Now, lets say the last layer has Sigmoid activation units. This is followed by a Softmax normalization and then a cross entropy loss.

What is the neural network intuitively trying to do with training? Is is trying to fit the distribution of each of the classes around the input training samples that are labelled with the corresponding class?

As in, if we draw a set of points on a line and then we try to fit a gaussian distribution around the points such that the likelihood of all the points is maximum - is this something the neural network is doing for each of the class?

If so, and if neural networks are basically trying to estimate the parameters of the distribution of each of the classes around the training samples of each of the classes, then why don't we just use a Sigmoid activation and a cross entropy loss? Why do we need Softmax and what is the real intuition behind this please?

I have encountered a lot of web pages that lists a lot of equations but unfortunately none of them have managed to explain this clearly.

Or is my understanding that the neural network trying to fit the distribution of each of the classes around the training examples wrong in the first place?

I would appreciate if you throw some light on the intuition behind the role of logistic regression here.

The answer will be highly appreciated!

• Actually, if you use softmax, there is no need for sigmoid activations, people usually use linear outputs. – Jan Kukacka Feb 14 at 15:15

The reason you need softmax is because your last layer of outputs has more than one neuron.

Suppose, you have a sigmoid activation in the last layer but it has two neurons. How are you going to plug this into a loss function?

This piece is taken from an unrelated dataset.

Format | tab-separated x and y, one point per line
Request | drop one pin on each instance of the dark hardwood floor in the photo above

What is your scalar prediction?

So, with more than neuron you need a way to aggregate the outputs of the neurons into one number, a scalar, your prediction for an input sample. You can use softmax to do it. Conceptually, you can think of a softmax as an ultimate true last layer with a sigmoid activation, it accepts outputs of your last layer as inputs, and produces one number on the output (activation). So, the softmax is a sigmoid you want.

Not only it is a sigmoid, it's also a multinomial logit: $$\frac{e^{a_i}}{\sum_ie^{a_i}}$$. In other words,using softmax is exactly what you suggested: use a sigmoid and loss function.

Is the NN trying to estimating the distribution of the classes?

No, you are not estimating the parameters of a distribution. The idea is similar to the logistic regression. The logistic regression provides the probability the dependent variable is one or zero using a generalized linear model. In the case of the logistic distribution, the dependent variable $$y$$ has a bernoulli distribution and you are not in fact estimating it.

Why do we not use the sigmoid function?

You may use a sigmoid in a binary classification problem.

You may also use a sigmoid curve in a different fashion (some people actually do that). You may estimate $$N$$ different models where each one is a classifier for each class. I mean classifier 1 predicts the probability that a given input belongs to class 1 and not to any other class, classifier 2 predicts the probability that a given input belongs to class 2 and not to any other class and so on.

...

I am not sure for me if you understand that the softmax function is N dimensional and it is normalized. So you can interpret each output as the probability associated with that class.